Your first project in this course is to establish a domain on KSC Open, set up and design a functional course blog, and write a thoughtful and engaging blog post each week of the course.
During the first week of class we will talk about choosing a domain name, the blog you install in your domain, and some of the issues with writing in the public domain, including audience and genre, privacy, agency and control, copyright and licensing. We will also play around in the open-source application you will be using in this course, Word Press.
Each post that you publish will be syndicated to the course blog. This will allow everyone to read your writing. Say what you have to say. 1000 words is a general target for your writing each week, though many of your posts may be longer, a few shorter. We will work together on creating functional categories and tags for each post, as we will end up with a few hundred posts.
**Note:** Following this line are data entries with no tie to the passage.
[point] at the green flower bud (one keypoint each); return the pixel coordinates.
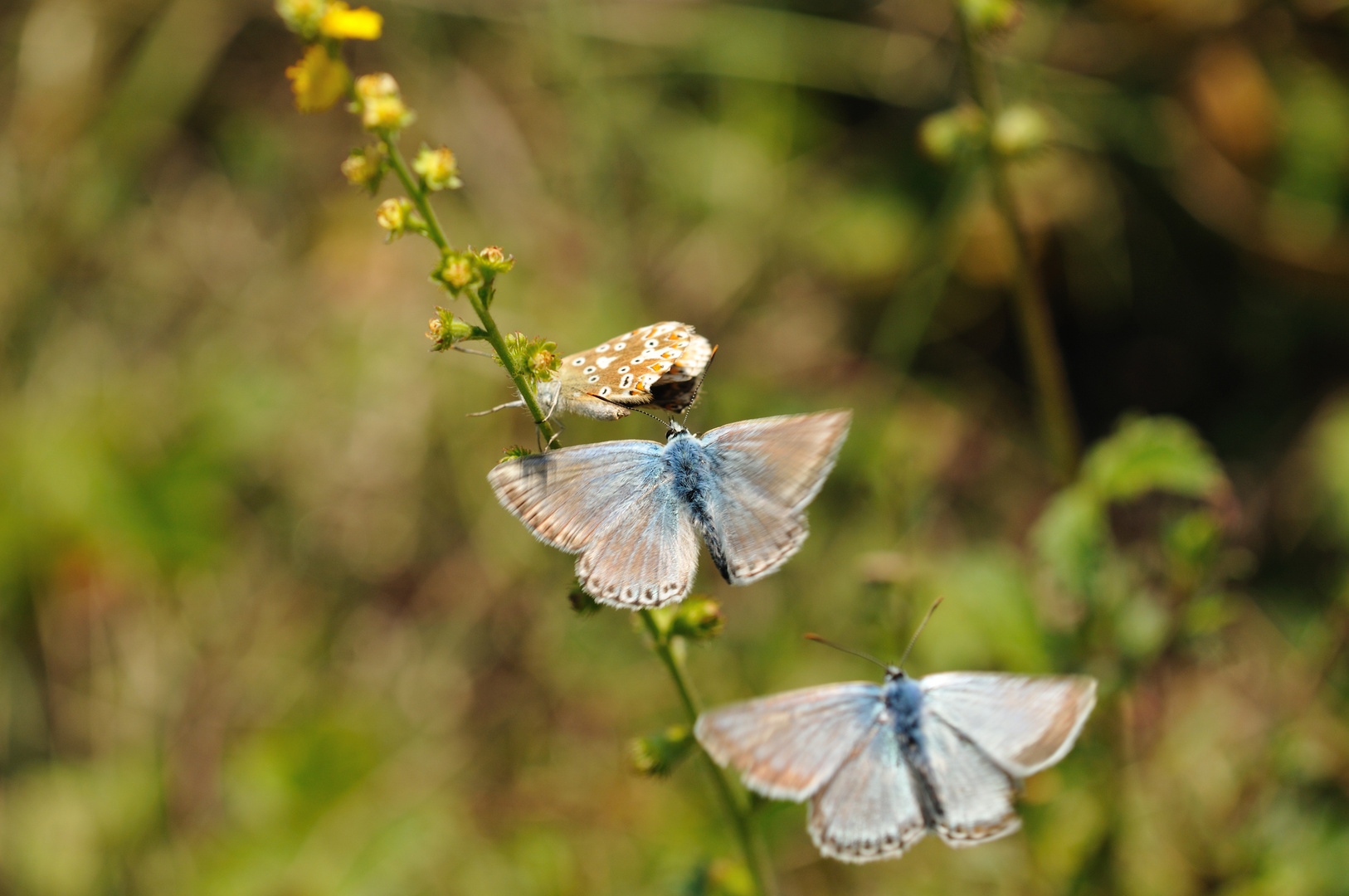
(533, 357)
(456, 271)
(397, 217)
(493, 261)
(947, 134)
(303, 17)
(991, 17)
(724, 878)
(513, 452)
(698, 620)
(582, 603)
(446, 331)
(657, 755)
Use embedded links to relevant materials and resources, as well as media, in your posts. Use your own images. Visit Unsplash, a community sharing site with over 200,000 free do-whatever-you-want high-resolution photos. Or use the Penn Libraries Public domain Images portal for access to other image archives.
Consider moving the content of your blog out into other social media platforms (Twitter, Facebook, Instagram, etc.) We will talk about individualizing your domain beyond the process blog for the course.
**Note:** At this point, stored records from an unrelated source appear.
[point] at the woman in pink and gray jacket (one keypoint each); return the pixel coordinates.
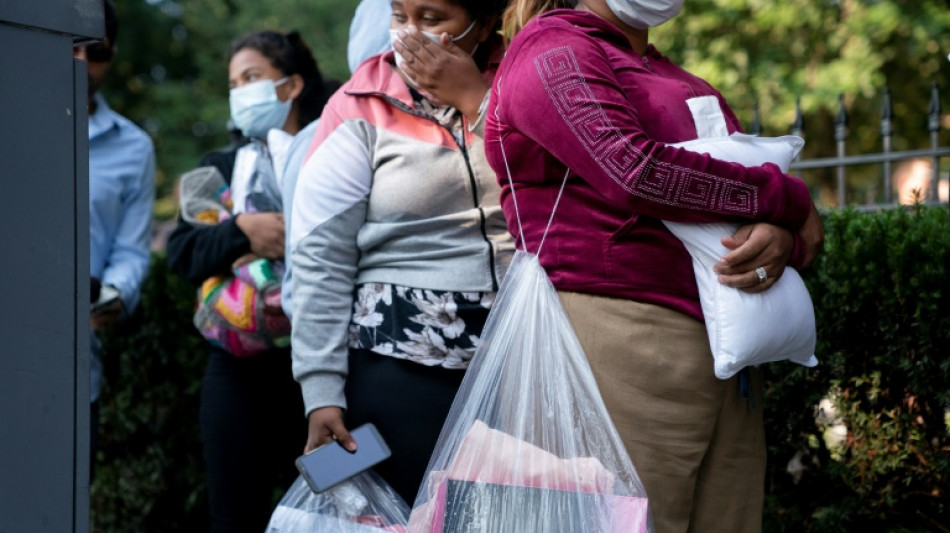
(398, 242)
(582, 89)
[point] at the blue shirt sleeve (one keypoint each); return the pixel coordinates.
(128, 260)
(296, 153)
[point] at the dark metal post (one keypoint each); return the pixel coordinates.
(798, 128)
(934, 127)
(887, 131)
(44, 355)
(841, 135)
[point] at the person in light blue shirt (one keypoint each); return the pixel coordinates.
(369, 31)
(121, 195)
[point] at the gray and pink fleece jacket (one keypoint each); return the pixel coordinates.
(387, 194)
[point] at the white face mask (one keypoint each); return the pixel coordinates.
(256, 109)
(643, 14)
(434, 37)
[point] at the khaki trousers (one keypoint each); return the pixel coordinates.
(697, 444)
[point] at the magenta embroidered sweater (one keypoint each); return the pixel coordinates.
(572, 93)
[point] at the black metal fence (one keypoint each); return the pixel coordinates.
(886, 157)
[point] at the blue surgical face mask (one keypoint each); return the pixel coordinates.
(434, 37)
(256, 109)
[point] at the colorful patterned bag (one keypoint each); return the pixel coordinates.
(241, 312)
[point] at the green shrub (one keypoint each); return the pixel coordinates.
(882, 301)
(148, 472)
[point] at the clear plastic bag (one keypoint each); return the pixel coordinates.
(364, 504)
(528, 445)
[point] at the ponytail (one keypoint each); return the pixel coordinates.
(520, 12)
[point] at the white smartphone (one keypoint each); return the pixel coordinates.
(331, 464)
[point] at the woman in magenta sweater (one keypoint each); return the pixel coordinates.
(582, 89)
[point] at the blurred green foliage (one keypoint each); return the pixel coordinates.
(148, 473)
(774, 52)
(882, 301)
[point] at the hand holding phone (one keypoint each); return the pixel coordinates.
(331, 464)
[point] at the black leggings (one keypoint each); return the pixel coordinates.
(408, 403)
(252, 429)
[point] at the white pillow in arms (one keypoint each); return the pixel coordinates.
(748, 329)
Your course blog will become an archive of your writing this semester. It is also a portfolio, and I will encourage you to curate work along the way, writing and rewriting the posts as you build your understanding of the literary and cultural production we are engaging with this semester.
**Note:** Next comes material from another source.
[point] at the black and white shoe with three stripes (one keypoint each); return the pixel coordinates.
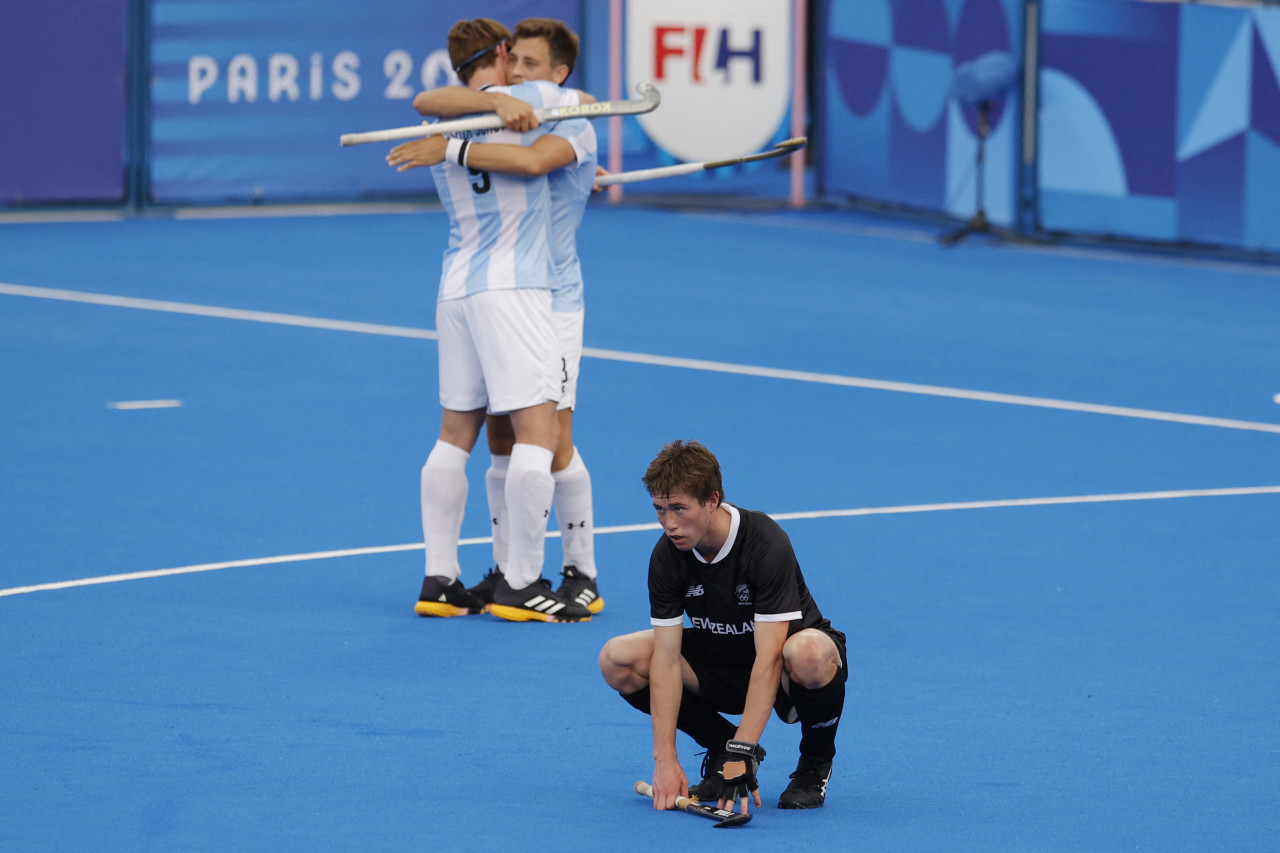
(577, 587)
(536, 602)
The most important piece of advice I can give you, as a teacher of writing, is to take yourself seriously as a writer. I care (and others care) about what you feel and think. But you need to also care. If you want to develop as a writer, and I hope that you do, it is imperative that you invest time and effort into the writing you are doing in the course. Another way of saying this is that the writing you do on the blog, open and available to all, should be as rigorous and creative and engaging as any other writing you do, whether in school or in a professional context.
We will have two or three individual writing conferences during the term, and we will be conducting writing workshops almost every week of the semester. I am also available at any time to talk with you about your writing, by email or in my office.